Si les parlementaires étaient, comme l’exige l’exercice de la démocratie, invités à "co-rapporter" la mission d’information sur les différentiels de fiscalité entre les entreprises, les cinq mois de travaux nécessaires (dont les auditions du patron de TotalEnergies, de Sanofi, d’Adevinta et des équipes fiscales de Netlfix) pour la rédaction d’un rapport commun n’ont pas dû être aisés tant les deux élus ont une vision différente de l’effort fiscal fourni par les grandes entreprises.
Et ces divergences de points de vue se sont fait ressentir au moment de la présentation de leurs conclusions en fin de semaine dernière.
Une réduction d’écart en trompe-l’œil
Parti des travaux du Conseil des prélèvements obligatoires (CPO), de l’Institut des Politiques Publiques (IPP) et de la direction générale du Trésor qui ont tous observé, entre 2007 et 2019, une réduction de l’écart des taux effectifs d’impôt sur les sociétés entre les différentes catégories d’entreprises, Eric Coquerel s’est en effet montré pessimiste. "Si le CPO par exemple laisse apparaître une réduction sensible de cet écart de 1,6 point en 2019 contre 9,9 en 2007, cet écart ne prend pas en compte les crédits d’impôts qui avantagent surtout les grandes entreprises", a-t-il expliqué.

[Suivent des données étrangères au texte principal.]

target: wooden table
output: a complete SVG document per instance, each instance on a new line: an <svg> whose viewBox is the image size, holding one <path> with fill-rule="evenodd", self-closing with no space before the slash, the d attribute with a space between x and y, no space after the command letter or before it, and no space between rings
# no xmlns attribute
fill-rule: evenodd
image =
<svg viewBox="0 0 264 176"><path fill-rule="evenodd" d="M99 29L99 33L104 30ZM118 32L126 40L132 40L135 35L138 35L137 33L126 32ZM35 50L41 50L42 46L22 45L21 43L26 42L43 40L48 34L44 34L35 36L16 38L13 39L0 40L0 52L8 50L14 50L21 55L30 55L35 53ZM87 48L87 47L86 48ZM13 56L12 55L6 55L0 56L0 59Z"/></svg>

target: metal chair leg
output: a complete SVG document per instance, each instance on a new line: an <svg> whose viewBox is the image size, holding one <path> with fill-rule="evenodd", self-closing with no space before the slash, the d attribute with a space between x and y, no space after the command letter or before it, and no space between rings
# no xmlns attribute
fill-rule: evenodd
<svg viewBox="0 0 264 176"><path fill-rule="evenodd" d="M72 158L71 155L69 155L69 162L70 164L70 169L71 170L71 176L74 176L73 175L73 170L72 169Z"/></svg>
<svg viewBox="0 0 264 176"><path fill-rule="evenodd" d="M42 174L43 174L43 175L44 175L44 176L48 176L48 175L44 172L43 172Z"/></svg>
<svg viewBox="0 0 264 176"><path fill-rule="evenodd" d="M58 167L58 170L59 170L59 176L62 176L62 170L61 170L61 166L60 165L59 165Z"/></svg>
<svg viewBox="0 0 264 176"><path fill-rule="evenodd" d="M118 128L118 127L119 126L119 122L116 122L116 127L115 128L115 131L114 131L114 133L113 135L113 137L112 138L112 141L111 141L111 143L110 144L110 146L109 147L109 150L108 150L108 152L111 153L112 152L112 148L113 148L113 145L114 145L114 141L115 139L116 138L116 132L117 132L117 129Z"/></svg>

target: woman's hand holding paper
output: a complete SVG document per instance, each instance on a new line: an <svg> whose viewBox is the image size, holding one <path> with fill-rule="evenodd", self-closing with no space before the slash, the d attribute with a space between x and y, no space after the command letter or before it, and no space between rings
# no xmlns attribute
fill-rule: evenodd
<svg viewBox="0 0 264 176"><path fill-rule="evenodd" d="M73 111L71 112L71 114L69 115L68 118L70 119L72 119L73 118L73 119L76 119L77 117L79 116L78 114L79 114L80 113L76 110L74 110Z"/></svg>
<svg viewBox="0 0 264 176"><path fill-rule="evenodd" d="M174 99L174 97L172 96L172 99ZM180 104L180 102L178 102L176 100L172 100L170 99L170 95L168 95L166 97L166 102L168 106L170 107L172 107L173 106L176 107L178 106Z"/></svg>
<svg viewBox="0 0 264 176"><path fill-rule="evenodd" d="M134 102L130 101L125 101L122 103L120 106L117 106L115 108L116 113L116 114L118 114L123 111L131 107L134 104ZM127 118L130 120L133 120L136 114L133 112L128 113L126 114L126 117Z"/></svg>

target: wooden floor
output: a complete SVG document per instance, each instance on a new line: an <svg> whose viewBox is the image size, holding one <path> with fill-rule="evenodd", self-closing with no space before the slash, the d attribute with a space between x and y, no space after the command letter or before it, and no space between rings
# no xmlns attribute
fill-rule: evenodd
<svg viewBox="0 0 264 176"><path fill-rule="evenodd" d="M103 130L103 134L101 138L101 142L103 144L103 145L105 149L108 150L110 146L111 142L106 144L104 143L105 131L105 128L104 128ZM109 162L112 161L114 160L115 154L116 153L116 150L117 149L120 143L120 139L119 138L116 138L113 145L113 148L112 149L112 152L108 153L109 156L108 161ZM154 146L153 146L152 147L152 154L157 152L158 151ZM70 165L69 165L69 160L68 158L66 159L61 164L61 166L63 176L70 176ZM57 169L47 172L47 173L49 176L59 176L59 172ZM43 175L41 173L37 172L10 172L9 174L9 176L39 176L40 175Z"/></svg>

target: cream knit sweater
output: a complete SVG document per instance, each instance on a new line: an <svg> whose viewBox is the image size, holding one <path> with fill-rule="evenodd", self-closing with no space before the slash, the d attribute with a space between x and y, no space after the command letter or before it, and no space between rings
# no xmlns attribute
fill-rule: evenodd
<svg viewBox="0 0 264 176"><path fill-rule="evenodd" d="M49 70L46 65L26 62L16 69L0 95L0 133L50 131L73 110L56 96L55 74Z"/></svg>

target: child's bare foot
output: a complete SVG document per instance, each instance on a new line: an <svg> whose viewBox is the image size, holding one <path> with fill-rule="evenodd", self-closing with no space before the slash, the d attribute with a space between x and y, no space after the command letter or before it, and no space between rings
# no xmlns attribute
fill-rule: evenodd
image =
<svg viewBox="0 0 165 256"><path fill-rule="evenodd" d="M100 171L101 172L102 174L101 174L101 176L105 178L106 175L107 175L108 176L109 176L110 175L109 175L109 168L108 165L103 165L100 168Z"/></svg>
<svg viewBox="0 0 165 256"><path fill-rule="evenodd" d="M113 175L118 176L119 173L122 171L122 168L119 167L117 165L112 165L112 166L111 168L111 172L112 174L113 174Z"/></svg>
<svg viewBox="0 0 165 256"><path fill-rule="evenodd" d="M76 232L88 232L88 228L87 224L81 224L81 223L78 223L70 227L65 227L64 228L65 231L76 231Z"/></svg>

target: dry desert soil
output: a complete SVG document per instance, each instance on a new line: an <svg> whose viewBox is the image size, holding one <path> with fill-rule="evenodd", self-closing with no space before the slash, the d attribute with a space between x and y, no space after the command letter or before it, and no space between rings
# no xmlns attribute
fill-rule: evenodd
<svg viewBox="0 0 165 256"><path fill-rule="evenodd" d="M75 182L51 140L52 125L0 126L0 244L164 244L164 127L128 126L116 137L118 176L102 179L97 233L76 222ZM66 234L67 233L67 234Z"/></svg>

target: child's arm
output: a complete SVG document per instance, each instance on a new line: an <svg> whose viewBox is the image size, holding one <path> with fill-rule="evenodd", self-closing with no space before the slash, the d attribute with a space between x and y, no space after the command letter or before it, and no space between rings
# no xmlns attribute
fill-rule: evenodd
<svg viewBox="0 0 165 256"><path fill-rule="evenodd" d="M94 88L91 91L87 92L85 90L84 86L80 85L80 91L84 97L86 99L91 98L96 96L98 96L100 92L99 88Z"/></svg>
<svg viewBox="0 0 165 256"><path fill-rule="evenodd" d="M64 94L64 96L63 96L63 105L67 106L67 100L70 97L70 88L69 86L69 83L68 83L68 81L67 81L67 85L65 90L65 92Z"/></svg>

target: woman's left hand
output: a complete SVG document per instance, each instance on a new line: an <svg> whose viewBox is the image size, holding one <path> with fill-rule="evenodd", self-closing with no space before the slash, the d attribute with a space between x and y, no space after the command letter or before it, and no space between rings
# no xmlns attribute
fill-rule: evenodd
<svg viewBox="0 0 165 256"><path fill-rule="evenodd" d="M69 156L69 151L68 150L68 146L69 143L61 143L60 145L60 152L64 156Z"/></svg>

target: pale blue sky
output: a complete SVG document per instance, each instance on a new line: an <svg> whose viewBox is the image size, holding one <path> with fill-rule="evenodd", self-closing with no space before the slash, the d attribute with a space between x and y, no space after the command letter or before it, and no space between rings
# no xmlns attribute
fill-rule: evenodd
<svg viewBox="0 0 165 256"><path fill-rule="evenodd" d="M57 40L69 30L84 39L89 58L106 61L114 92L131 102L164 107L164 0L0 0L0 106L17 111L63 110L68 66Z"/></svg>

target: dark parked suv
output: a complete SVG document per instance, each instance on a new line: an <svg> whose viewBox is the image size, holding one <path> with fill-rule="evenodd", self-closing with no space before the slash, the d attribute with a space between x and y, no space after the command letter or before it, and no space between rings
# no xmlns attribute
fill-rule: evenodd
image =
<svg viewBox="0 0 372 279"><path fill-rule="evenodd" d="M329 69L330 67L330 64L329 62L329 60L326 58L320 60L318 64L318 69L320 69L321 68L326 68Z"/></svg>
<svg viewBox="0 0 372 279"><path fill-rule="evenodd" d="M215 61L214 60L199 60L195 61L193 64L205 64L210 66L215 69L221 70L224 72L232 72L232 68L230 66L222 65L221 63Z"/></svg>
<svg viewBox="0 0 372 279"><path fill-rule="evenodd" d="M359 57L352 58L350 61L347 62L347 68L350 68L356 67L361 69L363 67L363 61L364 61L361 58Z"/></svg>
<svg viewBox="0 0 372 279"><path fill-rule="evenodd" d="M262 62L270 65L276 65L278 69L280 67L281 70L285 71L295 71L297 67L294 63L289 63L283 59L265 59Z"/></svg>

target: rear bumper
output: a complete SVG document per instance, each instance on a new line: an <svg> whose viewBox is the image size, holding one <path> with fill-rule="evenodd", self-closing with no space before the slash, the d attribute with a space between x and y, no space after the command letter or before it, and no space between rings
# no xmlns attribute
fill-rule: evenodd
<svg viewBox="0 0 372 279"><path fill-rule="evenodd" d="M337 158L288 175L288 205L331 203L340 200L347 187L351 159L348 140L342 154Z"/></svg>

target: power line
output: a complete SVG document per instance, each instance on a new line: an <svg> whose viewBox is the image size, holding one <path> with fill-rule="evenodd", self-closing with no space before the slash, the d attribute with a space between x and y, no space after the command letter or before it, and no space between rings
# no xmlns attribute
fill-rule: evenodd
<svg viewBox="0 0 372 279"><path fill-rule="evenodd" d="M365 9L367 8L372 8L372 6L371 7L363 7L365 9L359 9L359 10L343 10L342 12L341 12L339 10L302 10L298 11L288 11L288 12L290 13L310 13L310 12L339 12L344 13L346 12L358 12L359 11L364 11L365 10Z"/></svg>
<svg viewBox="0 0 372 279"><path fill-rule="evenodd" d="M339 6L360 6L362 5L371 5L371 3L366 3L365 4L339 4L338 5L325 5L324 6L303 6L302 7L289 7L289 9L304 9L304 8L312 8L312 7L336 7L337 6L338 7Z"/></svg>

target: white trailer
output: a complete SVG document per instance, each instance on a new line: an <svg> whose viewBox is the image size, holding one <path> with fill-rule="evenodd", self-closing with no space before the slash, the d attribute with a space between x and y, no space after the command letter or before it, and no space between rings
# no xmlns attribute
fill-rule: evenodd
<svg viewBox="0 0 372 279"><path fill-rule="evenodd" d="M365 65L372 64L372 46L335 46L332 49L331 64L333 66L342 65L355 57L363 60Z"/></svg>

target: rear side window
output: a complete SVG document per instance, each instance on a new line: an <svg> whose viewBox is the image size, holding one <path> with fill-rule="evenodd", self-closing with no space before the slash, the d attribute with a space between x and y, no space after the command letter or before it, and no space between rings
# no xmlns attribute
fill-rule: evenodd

Selon lui, tout indique au contraire que cet écart pourrait très vite repartir à la hausse. "Le crédit d’impôt pour la compétitivité et l’emploi (CICE) instauré en 2013 et principal facteur explicatif de la diminution du taux d’imposition effectif des PME, a basculé en 2019 en un allègement de cotisations sociales, ce qui peut donc conduire à rehausser les écarts de fiscalité ", a estimé Eric Coquerel. Dans le même esprit, le député regrette que le crédit impôt recherche (CIR) profite plus aux grandes entreprises. "La direction générale des finances publiques nous a ainsi confirmé que le CIR bénéficie principalement (à 36 %) aux grandes entreprises, à hauteur de 7,2 milliards d’euros en 2021. Les chiffres de la direction générale du Trésor nous ont également permis de constater que ce crédit d’impôt à lui seul leur permet de diminuer leur taux implicite d’imposition net de 5,4 points, contre seulement 2,5 et 3,6 points pour les microentreprises et les PME. Or, des entreprises comme Sanofi captent une centaine de millions d’euros par an grâce au CIR tout en supprimant dans le même temps une centaine d’emplois dans la recherche", a-t-il fait remarquer.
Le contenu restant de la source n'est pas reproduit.